I have been pre and post-Taylor in the Premier League and Division 1, seen iconic moments in a World Cup Final, Champions League and European Championship Finals, but my trip to the Bernabeu for the Champions League quarter-final between Real and Galatasaray shows me there is still more to experience.

Procuring a ticket from a hotel concierge the evening before (at near face value) is a lottery. Where would I end up in the ground? how many flights of stairs would I have to climb in this tower of power?

So imagine my pleasure when ´Fila 001´ meant ´Row 1´. Contra to my fears, I climbed downwards, not upwards - to the front row in the rather amusingly called ´Vomitorio´ seats.
Real fans at the other end. Loud and proud

I settled myself in front of the snappers and unsmiling stewards facing away pitchside and pondered, why on earth they´d want such a joyless job outnumbered by such passion?

And another thing: while Arsenal and Wembley and doubtless others proudly, corporately proclaim they´re non-smoking stadia, there´s none of that bullshit here. It´s outside.. so smoke! Even some of the stewards took a sly drag.

I actually own these images! Cool!
Arriving 45 minutes to kickoff, I was metres away from the huddle of Madrid superstars warming up, sprinting, stretching and taking shots at the keeper. Watching Cristiano Ronaldo sprint from a standing start is to watch an athlete with few peers.

To have a job where you´re required to be as agile as you can be, already bestowed with God given talents must be uplifting.

The game promised everything. Fatih Terim, the Galatasaray boss urged his players to leave the Bernabeu with at least a fighting chance of winning the tie at the famously hellish cauldron of Istanbul.

And why not show that ambition? For this was undoubtedly the highest quality, most international team ever to have emerged from Istanbul. Signing Sneijder was a coup, Drogba, a reigning and matchwinning European Champion leading the line with homegrown joint-topscorer Yilmaz. Gala could dare to dream.

But then there was Real. They may be about to relinquish the league title in a lacklustre domestic campaign infuriating Jose Mourinho, but in the Champions League, there´s little doubt they´re potential winners.
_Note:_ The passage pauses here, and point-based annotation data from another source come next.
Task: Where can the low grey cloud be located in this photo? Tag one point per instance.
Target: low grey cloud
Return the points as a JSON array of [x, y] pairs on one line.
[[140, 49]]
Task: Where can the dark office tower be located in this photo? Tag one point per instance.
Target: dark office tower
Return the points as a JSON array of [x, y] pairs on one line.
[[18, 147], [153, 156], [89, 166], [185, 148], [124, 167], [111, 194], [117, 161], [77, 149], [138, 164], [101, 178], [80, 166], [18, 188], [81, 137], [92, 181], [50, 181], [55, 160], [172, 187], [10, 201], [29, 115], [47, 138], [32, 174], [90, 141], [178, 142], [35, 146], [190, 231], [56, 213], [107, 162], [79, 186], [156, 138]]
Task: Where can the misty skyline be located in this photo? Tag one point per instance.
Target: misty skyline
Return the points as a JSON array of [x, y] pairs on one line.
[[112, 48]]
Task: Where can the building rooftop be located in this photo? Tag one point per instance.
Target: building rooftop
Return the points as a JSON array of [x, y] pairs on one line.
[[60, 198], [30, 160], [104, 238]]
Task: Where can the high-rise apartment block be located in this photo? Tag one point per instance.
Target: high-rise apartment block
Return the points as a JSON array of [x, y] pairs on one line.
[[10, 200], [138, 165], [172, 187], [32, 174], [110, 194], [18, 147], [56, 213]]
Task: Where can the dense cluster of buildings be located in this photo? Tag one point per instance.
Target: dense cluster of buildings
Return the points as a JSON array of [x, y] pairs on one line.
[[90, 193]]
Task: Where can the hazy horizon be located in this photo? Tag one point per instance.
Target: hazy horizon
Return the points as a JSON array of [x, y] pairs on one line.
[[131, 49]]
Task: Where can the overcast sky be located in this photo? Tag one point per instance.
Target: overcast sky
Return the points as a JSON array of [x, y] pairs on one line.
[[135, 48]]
Cristiano is twice the player he was leaving Fergie´s tutelage at United. Watching him perform at this exceptionally high level week-in week-out is to marvel at his fitness, consistency and bravery.

But Real have an abundance of talent and don't need Ronaldo as the focal point in the final third. There's goals throughout the team and even on the bench.

Unfortunately for Gala, Real´s opener came too early to catch their breath. Ronaldo´s exquisite left-footed chip over the advancing keeper from Ozil´s pass put them ahead.

His muted "calm down" celebration says everything about his state of mind at 28. Watching Cristiano at the Bernabeu is to watch a man in control of himself. A mature leader and goalscorer.

The papers can talk all they want. He´s not leaving even if Jose is. His career at Real is slowly etching itself into the club´s illustrious Hall Of Fame. Winning the big one would certainly escalate him to Di Stefano, Puskas and Zidane sainthood.

2-0 Benzema must have been morale-crushing for the Turks. The cross was too high for Ronnie, but spare man Karim rustled it home at the far stick.

And any lingering hopes the tie could be salvaged back in Istanbul were extinguished by the third from sub Higuain from another routinely accurate free-kick by Xabi Alonso.

Alonso's setpieces are guided missiles: his free kicks win games. He's rested in lesser La Liga as a persistent groin injury blights the autumn of his career. No matter. He's exceptional.

And Essien may no longer be world-class since his layoff woes but venturing forward, reading the game and always looking for the probing pass still marks him out. He was Chelsea´s lynchpin in the Mourinho years and he´s still a top player.

Galatasaray can point to a terrible refereeing blunder which if the man in the middle had called it right, may have wrought them a priceless away goal.

Instead, Yilmaz ended in the book for diving when actually he´d been stamped on in the penalty area by Ramos. Harsh treatment indeed but few would argue with the result as Galatasaray lacked Madrid's mobility.

I was so moved by the professionalism and intensity of Madrid's play and Galatasaray's persistent attempt at shape despite adversity that the Champions League without English clubs now is a better competition for it.
Despite running away with the Premier League, Manchester United are at best the ninth team in Europe and in my opinion, Galatasaray would have had enough to beat them here.

We have a Little Englander view of Hispanics as prima donnas and cheats, but that's to ignore their inherent characteristics of togetherness, toughness, belligerence and style.

Drive down the road from the airport to the Bernabeu and know Real Madrid is a consequence of a city which is just as professional.

By royal patronage since the 1920´s and not for sale to any fit and proper person. More than any other, Real Madrid know who they are - and they wear the emperor´s clothes with panache.